|Title||The Berkeley Hood: Development and Commercialization of an Innovative High-Performance Laboratory Fume Hood. Progress Report and Research Status: 1995-2001|
|Year of Publication||2001|
|Authors||Geoffrey C Bell, Dale A Sartor, Evan Mills|
Fume hoods have long been used to protect workers from breathing harmful gases and particles, and are ubiquitous in pharmaceutical and biotechnology facilities, industrial shops, medical testing labs, university research labs, and high school chemistry labs. Fume hoods are box-like structures, often mounted at tabletop level with a movable window-like front called a sash. They capture, contain and exhaust hazardous fumes, drawn out of the hood by fans through a port at the top of the hood. Highlighting the systems nature of the fume hood design, high amounts of air flow tend to drive sizing (first cost) and energy use of central heating, ventilating and air-conditioning systems in the buildings where hoods are located.

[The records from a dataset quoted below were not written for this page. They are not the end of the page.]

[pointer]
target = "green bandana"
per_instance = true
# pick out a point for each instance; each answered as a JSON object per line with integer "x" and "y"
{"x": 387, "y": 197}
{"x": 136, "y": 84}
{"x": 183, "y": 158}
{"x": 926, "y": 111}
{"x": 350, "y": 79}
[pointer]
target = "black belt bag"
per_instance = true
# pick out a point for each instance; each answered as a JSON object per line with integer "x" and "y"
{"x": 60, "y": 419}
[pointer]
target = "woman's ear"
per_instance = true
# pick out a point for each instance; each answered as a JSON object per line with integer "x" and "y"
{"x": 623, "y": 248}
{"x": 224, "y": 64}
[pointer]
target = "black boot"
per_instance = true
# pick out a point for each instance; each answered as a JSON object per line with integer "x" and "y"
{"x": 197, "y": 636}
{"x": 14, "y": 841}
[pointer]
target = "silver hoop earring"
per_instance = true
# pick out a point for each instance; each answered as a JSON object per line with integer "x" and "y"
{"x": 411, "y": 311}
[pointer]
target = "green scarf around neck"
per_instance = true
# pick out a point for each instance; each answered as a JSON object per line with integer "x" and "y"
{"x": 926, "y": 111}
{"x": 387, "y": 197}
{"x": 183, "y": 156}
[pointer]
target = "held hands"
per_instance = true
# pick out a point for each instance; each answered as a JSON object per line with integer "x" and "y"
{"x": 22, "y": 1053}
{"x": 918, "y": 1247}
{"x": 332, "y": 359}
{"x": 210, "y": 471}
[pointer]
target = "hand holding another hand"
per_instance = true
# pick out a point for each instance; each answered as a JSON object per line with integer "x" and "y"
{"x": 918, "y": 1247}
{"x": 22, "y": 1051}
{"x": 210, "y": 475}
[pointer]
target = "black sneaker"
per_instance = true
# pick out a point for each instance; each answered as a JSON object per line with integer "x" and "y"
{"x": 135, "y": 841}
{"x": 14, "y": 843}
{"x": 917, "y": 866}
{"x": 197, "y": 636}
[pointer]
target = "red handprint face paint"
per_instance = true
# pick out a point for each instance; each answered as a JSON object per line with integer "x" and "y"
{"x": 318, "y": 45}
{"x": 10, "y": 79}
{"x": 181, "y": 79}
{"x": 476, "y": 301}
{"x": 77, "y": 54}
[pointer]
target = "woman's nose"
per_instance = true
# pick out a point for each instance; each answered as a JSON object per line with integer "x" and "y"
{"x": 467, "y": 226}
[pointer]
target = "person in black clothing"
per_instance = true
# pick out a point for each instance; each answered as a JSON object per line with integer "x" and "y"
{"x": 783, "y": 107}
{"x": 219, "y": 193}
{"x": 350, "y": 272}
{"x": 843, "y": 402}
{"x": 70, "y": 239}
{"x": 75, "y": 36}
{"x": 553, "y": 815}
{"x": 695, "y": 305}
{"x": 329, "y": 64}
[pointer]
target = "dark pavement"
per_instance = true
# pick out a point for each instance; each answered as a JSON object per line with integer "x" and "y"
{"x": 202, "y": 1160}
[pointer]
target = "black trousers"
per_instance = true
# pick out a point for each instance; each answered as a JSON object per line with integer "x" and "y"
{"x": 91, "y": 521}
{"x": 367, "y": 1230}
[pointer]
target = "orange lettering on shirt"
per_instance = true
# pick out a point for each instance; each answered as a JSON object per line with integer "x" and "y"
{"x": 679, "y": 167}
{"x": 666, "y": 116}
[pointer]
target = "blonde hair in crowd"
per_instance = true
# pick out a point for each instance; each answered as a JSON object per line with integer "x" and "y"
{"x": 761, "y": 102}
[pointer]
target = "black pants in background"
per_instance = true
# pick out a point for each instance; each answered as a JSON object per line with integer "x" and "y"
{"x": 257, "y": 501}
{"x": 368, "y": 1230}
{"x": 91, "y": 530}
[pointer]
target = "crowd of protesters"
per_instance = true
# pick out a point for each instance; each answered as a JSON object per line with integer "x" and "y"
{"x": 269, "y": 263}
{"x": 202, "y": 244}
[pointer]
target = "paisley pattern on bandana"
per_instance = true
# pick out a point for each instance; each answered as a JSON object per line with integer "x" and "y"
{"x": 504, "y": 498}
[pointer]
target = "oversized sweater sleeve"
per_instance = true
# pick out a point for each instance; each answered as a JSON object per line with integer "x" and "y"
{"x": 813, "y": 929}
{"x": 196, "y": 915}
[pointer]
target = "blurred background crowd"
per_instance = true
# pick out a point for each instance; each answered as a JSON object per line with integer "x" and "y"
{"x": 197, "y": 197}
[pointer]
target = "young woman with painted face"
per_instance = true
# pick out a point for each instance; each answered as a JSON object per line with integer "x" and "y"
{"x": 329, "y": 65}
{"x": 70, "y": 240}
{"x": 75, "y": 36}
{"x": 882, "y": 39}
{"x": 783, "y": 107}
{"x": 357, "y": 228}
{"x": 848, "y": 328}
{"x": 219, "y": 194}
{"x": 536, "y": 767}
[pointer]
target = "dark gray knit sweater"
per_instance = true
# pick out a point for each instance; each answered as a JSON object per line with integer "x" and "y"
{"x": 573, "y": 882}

This report describes the technology development behind the Berkeley Hood, field trials demonstrating pollutant containment down to 34% of full flow, current R&D needs, and technology transfer work underway to continue moving the hood towards commercialization. Based on conservative assumptions, we have identified a preliminary U.S. electricity savings potential for the Berkeley Hood of $240 to $480 million annually, a number that would rise with the inclusion of space-heating fuel.